If you're self-employed: HSA contributions are deductible above the line, so you get the deduction whether or not you itemize. In 2026, a self-employed person with family HDHP coverage can deduct up to $8,750 of HSA contributions, in addition to any separate self-employed health-insurance deduction for HDHP premiums. California and New Jersey remain the big state-law exceptions: both continue to deny normal state HSA tax treatment.

State Variations

  • CA, NJ: Do not recognize HSAs for state tax purposes. Contributions are not deductible, and growth/withdrawals are taxable at the state level.
  • AL, WI: Limited conformity issues in prior years; generally conform now.
  • All other states with income tax generally conform to federal HSA treatment.

Implementing Regulations

  • 26 CFR Part 54 — Excise tax on health savings accounts:
    • 26 CFR 54.4980G-1 — Failure of employer to make comparable Health Savings Account contributions (comparable contribution requirements for employers offering HSAs to employees)
    • 26 CFR 54.4980G-3 — Employer comparable contribution requirements and cafeteria plan interaction (employers maintaining cafeteria plans under Section 125 are not subject to comparability rules for HSA contributions made through the cafeteria plan)
    • 26 CFR 54.4980G-5 — Waiver of comparability requirement (circumstances under which the comparability requirement may be waived for certain employee categories)

Pending Legislation (119th Congress)

As of April 8, 2026, no enacted federal law has displaced the core HSA rules summarized above.

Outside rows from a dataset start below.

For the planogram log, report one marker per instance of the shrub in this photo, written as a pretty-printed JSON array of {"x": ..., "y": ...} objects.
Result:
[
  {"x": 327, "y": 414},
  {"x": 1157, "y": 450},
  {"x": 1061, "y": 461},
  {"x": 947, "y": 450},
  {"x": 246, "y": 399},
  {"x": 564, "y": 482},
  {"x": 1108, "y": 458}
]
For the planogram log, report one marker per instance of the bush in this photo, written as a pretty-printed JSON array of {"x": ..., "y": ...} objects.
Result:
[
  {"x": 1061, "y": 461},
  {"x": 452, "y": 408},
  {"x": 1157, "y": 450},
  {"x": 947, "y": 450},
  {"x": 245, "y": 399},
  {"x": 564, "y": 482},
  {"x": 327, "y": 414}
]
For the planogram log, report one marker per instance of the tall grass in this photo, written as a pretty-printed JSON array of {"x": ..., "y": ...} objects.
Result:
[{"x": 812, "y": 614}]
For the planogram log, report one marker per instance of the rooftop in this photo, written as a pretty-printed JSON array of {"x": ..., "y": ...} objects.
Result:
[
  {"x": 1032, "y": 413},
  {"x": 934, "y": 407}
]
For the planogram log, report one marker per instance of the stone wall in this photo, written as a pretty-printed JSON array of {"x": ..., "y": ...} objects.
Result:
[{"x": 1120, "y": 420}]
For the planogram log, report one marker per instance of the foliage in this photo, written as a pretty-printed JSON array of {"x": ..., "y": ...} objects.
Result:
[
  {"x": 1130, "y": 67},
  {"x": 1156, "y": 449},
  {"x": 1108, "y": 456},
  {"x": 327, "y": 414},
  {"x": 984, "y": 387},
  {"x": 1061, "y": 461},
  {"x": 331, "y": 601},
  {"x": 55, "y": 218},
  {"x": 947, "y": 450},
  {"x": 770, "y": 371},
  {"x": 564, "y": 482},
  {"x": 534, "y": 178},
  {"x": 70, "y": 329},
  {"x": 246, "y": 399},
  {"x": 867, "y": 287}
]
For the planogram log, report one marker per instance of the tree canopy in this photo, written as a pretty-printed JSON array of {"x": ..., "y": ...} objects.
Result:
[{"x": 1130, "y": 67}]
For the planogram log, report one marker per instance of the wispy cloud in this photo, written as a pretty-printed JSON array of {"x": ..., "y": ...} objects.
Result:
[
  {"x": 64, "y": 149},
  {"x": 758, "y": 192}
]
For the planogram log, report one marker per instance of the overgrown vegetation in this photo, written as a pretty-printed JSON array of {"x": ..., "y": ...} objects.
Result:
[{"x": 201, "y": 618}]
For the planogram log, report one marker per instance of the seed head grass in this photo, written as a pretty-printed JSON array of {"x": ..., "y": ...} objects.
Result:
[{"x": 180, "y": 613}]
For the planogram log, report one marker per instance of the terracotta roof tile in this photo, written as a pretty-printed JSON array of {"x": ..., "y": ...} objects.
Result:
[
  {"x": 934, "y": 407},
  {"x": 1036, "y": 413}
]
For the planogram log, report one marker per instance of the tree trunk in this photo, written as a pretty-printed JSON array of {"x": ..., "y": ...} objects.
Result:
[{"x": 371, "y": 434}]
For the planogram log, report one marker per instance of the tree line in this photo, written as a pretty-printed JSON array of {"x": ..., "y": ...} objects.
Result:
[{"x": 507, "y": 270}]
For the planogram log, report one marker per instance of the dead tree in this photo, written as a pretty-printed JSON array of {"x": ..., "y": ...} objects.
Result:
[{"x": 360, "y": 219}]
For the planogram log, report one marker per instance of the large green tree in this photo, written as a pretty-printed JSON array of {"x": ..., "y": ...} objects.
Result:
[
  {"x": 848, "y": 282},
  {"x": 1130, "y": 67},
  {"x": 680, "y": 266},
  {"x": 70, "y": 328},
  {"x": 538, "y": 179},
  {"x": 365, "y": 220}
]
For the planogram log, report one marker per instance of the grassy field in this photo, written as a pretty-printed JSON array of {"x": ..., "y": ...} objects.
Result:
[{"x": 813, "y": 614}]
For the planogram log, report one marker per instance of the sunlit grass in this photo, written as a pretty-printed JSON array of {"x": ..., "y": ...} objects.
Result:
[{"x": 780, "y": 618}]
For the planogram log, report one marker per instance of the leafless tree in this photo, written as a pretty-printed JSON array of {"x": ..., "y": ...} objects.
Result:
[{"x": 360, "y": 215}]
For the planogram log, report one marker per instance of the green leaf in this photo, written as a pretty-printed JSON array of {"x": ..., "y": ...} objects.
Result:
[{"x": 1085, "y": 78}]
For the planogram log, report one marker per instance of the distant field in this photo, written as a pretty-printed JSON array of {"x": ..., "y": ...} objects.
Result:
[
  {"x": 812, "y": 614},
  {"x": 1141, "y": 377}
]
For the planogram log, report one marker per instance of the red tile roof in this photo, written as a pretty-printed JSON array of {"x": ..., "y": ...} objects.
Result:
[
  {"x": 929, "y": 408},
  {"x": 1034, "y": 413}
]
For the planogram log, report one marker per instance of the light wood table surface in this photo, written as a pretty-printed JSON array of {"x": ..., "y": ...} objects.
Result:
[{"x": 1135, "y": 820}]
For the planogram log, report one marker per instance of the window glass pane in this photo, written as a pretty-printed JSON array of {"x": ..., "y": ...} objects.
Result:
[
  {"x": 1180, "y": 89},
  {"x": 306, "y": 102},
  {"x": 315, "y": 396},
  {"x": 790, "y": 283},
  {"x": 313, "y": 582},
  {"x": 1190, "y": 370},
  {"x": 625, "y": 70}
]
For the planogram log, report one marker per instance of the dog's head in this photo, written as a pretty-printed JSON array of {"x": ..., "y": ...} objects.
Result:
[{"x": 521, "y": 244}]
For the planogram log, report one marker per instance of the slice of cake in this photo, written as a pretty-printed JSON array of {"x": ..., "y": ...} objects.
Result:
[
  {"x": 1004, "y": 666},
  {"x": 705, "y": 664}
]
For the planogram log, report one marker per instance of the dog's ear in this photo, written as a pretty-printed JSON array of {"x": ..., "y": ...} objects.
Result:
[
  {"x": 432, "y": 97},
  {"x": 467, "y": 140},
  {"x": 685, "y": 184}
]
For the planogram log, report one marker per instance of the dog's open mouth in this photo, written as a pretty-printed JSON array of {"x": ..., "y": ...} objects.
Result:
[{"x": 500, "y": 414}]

Congress continues to debate HSA expansion topics such as direct primary care, broader eligible expenses, and wider account eligibility, but this page should be read based on the current § 223 framework unless federal law changes.

Recent Developments

  • May 2025: IRS Rev. Proc. 2025-19 set the 2026 HSA inflation-adjusted amounts at $4,400 self-only, $8,750 family, with HDHP minimum deductibles of $1,700 and $3,400 and out-of-pocket maximums of $8,500 and $17,000.
  • 2026 filing season: IRS Publication 969 and related Form 8889 instructions reflect those updated 2026 HSA limits and continue to emphasize that the $1,000 catch-up contribution is not indexed for inflation.
  • Medicare timing remains a key trap: Medicare Part A retroactivity can still create excess HSA contributions for older workers who continue funding an HSA too close to Medicare enrollment.
  • California and New Jersey remain outliers: As of April 8, 2026, both states still generally deny normal state-tax HSA treatment, so residents do not get the same full state-law benefit available in most other jurisdictions.